# Statistics Fundamentals 

_October 27, 2020_

Agenda today:
- Measure of central tendency: mean, median, mode
- Measure of dispersion: variance, standard deviation
- Measure of relationship: covariance and correlation

In [19]:
import numpy as np
import matplotlib.pyplot as plt

## Part I. Mean, Median, and Mode
What are the definition of the three measurements?

In [20]:
array = [10,11,11,12,11,13,14,16,17,18,19,20,22,24,26,22,24]
# plot it out and examine it 
plt.style.use('fivethirtyeight')

What is the above plot called? What kind of values can it be used to represent?

## Part II. Measure of Dispersion
Two measurements of dispersion we will be concerned with is **variance** and **standard deviation**. They are both measurement of variability of dataset. Why might we need a measure of variability in addition to central tendency?
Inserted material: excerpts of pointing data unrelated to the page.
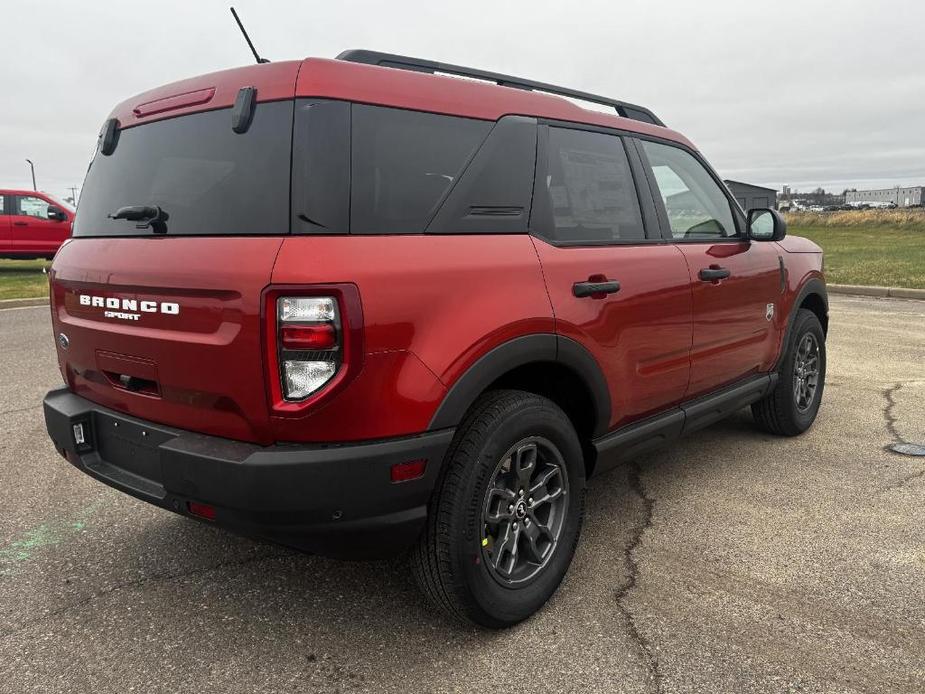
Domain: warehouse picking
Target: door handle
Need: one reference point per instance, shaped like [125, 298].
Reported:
[596, 290]
[713, 273]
#### Variance calculation:
$$ \large \sigma^2 = \dfrac{1}{n}\displaystyle\sum^n_{i=1}(x_i-\mu)^2 $$

#### Standard deviation calculation:
$$ \large \sigma = \sqrt{\dfrac{1}{n}\displaystyle\sum^n_{i=1}(x_i-\mu)^2} $$

In [52]:
# exercises

# can you write a function that takes in an array, calculate the variance and standard deviation?
def calculate_variance(array):
    '''
    calculate the variance of an array
    '''
    average = sum(array) / (len(array)-1)
    sum_dev_about_mean_sqd = []
    for num in array:
        sum_dev_about_mean_sqd.append((num - average)**2)
    return sum(sum_dev_about_mean_sqd)/len(array)
calculate_variance(array)
        

27.662683823529413

In [22]:
import math
def calculate_std(array):
    '''
    calculate the standard deviation of an array
    '''
    return math.sqrt(calculate_variance(array))
calculate_std(array)

5.150335091728831

## Part III. Covariance and Correlation
Covariance and correlation measures the degree of two variables' relationship. 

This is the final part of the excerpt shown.